Family Ministries—Religious Education

“The greatness of a community is most accurately measured by the compassionate actions of its members.”

Coretta Scott King

With existence there comes a certainty of responsibility that is not always heeded, understood, engaged in, or embraced.  The responsibility to self, and the responsibility to others allows us to congregate into communities in a generally orderly fashion.  If you add hope, compassion, justice, equality, and inclusiveness to that equation you get the blueprint for a utopian Beloved Community.

Dr. Martin Luther King, Jr., a learned and wise man who’s time on this earth was too short, had the inspiration to put in the hard good work, and to dream the visionary dream needed to set the cornerstone in place for the foundation for such a beloved community.  
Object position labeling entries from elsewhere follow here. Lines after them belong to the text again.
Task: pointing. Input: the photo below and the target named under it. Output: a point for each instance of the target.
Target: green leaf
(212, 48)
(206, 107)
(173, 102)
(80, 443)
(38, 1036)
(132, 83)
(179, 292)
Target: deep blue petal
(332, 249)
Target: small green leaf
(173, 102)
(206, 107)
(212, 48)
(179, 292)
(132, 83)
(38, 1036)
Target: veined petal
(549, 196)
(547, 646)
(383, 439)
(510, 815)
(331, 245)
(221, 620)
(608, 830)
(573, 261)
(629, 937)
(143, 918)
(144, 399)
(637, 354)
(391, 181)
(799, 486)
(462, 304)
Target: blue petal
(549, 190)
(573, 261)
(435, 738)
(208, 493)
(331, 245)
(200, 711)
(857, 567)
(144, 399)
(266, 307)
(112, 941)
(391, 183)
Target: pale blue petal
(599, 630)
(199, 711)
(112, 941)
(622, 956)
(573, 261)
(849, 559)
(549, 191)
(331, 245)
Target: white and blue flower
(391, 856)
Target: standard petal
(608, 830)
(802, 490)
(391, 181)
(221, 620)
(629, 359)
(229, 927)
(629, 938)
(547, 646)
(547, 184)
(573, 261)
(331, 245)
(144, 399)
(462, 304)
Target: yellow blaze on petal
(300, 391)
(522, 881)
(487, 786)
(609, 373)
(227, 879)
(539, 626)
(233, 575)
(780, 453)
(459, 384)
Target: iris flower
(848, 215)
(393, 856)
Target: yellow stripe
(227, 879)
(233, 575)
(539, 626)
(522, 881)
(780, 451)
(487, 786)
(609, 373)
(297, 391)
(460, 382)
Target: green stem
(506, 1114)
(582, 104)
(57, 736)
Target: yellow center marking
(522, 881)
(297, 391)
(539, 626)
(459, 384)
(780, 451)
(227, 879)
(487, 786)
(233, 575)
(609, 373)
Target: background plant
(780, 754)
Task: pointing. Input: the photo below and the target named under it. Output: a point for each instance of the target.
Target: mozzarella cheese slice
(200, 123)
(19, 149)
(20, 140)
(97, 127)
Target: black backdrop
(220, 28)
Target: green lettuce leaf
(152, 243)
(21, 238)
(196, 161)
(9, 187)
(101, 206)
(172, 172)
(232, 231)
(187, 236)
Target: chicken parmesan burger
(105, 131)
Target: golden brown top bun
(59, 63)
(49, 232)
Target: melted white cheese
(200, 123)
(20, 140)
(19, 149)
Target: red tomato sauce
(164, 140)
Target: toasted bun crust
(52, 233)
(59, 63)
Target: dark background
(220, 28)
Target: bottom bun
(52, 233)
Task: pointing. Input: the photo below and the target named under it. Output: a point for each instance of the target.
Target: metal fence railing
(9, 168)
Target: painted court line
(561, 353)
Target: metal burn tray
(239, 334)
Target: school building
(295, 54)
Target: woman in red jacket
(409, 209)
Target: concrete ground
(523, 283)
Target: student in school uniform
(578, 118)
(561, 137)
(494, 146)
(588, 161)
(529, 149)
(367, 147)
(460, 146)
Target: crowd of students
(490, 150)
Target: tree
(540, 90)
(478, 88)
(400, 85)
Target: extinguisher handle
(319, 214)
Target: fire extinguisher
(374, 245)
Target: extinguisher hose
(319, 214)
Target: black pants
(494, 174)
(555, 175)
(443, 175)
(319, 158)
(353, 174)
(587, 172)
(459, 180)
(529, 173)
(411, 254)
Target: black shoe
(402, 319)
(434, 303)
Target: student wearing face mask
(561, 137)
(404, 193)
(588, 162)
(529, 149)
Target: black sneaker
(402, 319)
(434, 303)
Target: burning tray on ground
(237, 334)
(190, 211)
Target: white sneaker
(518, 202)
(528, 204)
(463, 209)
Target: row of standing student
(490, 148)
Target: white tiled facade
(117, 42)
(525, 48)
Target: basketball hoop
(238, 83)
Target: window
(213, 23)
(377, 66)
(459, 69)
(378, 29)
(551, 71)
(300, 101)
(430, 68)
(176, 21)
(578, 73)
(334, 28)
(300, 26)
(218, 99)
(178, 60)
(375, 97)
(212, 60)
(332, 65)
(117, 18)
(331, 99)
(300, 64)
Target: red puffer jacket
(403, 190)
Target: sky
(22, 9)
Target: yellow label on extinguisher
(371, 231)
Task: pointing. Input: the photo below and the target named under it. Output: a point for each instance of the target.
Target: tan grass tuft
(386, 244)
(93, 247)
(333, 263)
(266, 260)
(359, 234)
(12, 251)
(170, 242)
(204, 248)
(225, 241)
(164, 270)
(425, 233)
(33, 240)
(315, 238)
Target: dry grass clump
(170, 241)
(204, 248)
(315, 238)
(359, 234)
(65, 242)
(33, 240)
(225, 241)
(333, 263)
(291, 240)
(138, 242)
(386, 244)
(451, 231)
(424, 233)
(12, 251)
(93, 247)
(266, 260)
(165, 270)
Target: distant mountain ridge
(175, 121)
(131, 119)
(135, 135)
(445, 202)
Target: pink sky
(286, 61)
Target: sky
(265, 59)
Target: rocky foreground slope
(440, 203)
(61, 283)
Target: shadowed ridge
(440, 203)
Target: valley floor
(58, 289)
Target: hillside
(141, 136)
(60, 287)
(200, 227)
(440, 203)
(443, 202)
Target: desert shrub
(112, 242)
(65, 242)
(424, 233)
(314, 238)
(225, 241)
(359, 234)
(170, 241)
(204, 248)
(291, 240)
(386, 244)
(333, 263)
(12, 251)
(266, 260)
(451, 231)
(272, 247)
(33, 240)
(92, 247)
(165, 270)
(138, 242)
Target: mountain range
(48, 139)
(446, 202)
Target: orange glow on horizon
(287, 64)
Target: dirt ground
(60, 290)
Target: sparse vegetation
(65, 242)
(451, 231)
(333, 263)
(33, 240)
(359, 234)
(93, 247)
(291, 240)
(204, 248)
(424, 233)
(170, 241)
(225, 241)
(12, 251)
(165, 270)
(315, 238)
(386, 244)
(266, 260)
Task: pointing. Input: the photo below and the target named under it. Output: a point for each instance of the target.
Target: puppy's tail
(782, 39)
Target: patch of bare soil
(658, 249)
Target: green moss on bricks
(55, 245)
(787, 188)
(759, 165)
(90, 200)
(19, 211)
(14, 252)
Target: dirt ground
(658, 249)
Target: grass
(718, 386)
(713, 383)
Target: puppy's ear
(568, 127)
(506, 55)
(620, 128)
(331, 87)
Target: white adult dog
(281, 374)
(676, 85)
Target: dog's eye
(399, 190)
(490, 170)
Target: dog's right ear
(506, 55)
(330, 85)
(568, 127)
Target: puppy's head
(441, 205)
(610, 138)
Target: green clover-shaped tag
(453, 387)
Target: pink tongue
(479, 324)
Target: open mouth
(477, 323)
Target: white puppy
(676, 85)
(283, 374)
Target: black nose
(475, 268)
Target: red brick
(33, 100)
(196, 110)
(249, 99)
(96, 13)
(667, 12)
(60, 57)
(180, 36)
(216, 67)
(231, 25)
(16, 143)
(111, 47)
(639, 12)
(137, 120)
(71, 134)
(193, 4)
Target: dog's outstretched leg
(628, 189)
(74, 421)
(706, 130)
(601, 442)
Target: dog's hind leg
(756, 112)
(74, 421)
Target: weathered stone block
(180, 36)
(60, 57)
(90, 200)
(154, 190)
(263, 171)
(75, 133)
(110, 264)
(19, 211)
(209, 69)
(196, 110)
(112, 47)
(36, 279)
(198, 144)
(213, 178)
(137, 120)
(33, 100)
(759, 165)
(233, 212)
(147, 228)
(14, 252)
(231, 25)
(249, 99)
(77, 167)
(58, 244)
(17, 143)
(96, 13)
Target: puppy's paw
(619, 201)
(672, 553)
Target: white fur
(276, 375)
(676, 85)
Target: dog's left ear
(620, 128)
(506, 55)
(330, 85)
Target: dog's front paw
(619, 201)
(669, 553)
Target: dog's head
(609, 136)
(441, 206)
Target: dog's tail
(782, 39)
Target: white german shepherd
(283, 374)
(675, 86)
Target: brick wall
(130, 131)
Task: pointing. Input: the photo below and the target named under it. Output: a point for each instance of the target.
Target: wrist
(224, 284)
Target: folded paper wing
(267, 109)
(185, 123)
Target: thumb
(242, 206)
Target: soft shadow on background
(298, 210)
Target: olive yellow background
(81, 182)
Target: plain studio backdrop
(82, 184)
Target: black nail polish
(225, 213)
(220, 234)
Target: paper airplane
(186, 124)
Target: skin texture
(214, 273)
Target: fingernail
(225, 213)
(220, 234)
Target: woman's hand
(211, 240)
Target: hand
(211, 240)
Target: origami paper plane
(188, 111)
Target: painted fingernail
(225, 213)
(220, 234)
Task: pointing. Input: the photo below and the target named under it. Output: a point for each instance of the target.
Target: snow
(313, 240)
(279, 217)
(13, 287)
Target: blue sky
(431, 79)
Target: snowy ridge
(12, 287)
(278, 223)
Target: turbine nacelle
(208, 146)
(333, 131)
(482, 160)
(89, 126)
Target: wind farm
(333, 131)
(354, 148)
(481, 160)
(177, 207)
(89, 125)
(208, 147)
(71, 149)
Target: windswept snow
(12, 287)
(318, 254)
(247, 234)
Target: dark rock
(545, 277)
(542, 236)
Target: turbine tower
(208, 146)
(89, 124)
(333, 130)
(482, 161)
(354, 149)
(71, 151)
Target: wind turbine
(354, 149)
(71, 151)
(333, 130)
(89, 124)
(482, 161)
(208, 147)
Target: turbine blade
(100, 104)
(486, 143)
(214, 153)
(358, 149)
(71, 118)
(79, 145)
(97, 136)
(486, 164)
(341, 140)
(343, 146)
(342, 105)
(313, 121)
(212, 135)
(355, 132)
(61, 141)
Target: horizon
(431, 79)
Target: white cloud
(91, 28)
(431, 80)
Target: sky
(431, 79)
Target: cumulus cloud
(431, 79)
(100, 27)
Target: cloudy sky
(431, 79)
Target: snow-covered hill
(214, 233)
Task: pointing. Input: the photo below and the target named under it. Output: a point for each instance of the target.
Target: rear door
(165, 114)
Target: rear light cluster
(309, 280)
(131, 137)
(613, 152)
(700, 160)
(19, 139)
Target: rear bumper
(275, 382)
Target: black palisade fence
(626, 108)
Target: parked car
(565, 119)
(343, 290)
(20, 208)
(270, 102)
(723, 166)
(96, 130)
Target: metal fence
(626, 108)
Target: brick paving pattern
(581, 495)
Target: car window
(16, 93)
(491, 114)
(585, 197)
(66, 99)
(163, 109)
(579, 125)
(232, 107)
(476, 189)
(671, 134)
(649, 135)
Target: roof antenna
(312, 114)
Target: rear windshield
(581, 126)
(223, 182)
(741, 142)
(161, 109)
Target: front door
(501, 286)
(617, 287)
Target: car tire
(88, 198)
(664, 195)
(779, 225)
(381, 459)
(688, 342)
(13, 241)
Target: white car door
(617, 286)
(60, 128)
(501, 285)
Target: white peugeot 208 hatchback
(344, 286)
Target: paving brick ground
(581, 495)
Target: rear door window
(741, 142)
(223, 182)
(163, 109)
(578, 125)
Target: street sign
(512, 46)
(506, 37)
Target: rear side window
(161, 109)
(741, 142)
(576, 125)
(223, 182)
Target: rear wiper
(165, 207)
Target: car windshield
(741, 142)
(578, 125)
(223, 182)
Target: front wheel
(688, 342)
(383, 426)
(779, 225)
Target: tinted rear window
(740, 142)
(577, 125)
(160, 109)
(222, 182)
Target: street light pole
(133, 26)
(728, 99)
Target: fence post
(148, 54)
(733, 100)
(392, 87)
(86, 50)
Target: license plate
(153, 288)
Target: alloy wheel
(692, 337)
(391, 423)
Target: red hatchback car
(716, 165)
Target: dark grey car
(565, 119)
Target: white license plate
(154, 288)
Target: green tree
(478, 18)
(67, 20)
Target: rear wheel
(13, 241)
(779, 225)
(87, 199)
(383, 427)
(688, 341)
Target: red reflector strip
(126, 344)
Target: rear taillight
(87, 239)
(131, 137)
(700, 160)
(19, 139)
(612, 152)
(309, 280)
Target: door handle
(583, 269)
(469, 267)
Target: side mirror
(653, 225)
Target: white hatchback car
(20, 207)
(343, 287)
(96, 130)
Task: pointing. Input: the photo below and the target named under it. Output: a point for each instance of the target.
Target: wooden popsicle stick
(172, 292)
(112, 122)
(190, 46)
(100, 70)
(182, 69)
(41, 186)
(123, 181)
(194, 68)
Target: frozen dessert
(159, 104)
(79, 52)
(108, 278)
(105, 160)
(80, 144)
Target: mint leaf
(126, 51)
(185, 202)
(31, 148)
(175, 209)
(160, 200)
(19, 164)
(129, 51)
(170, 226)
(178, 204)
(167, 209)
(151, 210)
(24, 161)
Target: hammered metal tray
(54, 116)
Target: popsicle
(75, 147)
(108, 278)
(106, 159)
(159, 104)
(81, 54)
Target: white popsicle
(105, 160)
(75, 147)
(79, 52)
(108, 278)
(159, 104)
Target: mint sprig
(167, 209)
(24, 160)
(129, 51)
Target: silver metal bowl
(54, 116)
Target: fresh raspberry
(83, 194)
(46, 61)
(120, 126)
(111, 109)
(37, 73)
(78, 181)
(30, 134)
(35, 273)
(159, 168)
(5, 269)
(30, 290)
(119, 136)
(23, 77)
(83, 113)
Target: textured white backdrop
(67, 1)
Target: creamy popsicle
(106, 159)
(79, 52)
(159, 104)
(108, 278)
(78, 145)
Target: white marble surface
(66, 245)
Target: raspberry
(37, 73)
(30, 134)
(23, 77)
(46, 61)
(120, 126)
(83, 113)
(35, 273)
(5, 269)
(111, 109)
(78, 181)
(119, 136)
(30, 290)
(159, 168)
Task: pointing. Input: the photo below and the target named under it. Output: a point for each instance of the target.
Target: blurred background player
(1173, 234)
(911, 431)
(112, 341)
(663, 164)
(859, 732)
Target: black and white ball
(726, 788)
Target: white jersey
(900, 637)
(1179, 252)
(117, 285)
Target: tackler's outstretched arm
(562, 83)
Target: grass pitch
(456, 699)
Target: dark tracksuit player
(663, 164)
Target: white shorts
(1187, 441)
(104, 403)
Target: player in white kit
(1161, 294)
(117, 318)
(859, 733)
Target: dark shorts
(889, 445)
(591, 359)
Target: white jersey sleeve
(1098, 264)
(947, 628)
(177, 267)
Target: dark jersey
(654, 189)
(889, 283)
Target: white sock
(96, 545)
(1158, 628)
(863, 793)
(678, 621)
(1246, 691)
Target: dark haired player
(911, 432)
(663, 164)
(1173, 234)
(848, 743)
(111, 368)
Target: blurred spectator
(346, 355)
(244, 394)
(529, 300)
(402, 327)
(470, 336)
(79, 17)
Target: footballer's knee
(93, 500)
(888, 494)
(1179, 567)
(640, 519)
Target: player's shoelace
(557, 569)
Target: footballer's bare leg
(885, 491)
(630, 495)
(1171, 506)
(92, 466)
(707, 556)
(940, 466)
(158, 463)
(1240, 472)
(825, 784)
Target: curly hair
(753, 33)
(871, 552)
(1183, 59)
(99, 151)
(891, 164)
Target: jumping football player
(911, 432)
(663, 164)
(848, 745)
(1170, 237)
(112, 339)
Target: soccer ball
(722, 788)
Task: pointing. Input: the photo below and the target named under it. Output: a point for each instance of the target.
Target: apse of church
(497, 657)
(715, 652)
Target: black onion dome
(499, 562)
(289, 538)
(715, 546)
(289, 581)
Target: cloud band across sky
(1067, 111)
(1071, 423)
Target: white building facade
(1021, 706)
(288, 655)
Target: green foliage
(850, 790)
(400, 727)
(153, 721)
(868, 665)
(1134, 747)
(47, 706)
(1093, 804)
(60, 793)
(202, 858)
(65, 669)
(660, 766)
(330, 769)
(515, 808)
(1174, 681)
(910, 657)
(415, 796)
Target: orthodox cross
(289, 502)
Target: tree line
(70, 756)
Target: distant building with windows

From the 2017 Huffington Post article written by Jeff Ritterman, MD, Contributor Vice President of the Board of Directors, San Francisco Bay Area chapter of Physicians for Social Responsibility:


“As explained by The King Center, the memorial institution founded by Coretta Scott King to further the goals of Martin Luther King:

Dr. King’s Beloved Community is a global vision in which all people can share in the wealth  of the earth. In the Beloved Community, poverty, hunger and homelessness will not be tolerated because international standards of human decency will not allow it. Racism and all forms of discrimination, bigotry and prejudice will be replaced by an all-inclusive spirit of sisterhood and brotherhood.

How is King’s Beloved Community a prescription for a healthy society? 

Fundamental to the concept of the Beloved Community is inclusiveness, both economic and social. The notion that all can share in earth’s bounty describes a society in which the social product is shared far more equally than it is in today’s world. The Beloved Community also describes a society in which all are embraced and none discriminated against.”